In the previous post, the convolution of the graph Laplacian is defined in its graph Fourier space as outlined in the paper of Bruna et. al. (arXiv:1312.6203) However, the eigenmodes of the graph Laplacian are not ideal because it makes the bases to be graph-dependent. A lot of works were done in order to solve this problem, with the help of various special functions to express the filter functions. Examples include Chebyshev polynomials and Cayley transform.

## ChebNet

Kipf and Welling proposed the ChebNet (arXiv:1609.02907) to approximate the filter using Chebyshev polynomial, using the result proved by Hammond et. al. (arXiv:0912.3848) With a convolutional layer $g_{\theta} \circ x$, instead of computing it directly by $\Phi^T g_{\theta} \Phi x$, it approximates the filter in terms of Chebyshev polynomial:

$g_{\theta} (\Lambda) \approx \sum_{k=0}^K \theta_k T_k(\Lambda)$,

where $T_k(x)$ are the Chebyshev polynomials. It has been proved by Hammond et. al. that by well truncating this representation, Chebyshev polynomials are very good to approximate the function. Then the convolution is:

$g_{\theta} \circ x \approx \sum_{k=0}^K \theta_k T_k (\Lambda) x$.
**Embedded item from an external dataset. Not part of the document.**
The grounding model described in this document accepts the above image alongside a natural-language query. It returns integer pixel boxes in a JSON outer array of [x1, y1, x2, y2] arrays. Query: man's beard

Here, $\theta$’s are the parameters to be trained. This fixed the bases of the representation, and it speeds up computation. The disadvantage is that eigenvalues are clusters in a few values with large gaps.

## CayleyNet

The problem of ChebNet led to the work of Levie et. al., (arXiv:1705.07664) who proposed another approximation is used using Cayley transform. They made use of the Cayley function:

$C(\lambda) = \frac{\lambda - i}{\lambda + i}$,

which is a bijective function from $\mathbb{R}^+$ to complex unit half-circle. Instead of Chebyshev polynomials, it approximates the filter as:

$g(\lambda) = c_0 + \sum_{j=1}^r \left[ c_j C^j (h \lambda) + c_j^{\ast} C^{j \ast} (h \lambda) \right]$,

where $c_0$ is real and other $c_j$’s are generally complex, and $h$ is a zoom parameter, and $\lambda$’s are the eigenvalues of the graph Laplacian. Tuning $h$ makes one find the best zoom that spread the top eigenvalues. $c$‘s are computed by training. This solves the problem of unfavorable clusters in ChebNet.

## MotifNet

All previous works are undirected graph. How do we deal with directed graph with an asymmetric graph Laplacian? Benson, Gleich, Leskovec published an important work on Science in 2016 (arXiv:1612.08447) to address this problem. Their approach is reducing a directed graph to a higher order structure called network motifs. There are 13 network motifs. For each network motif, one can define an adjacency matrix for that motif by $\mathcal{M}_k$, with elements $\mathcal{M}_{k, ij}$ being the number of motifs in the graph the the edge $(i, j)$ that it belongs to.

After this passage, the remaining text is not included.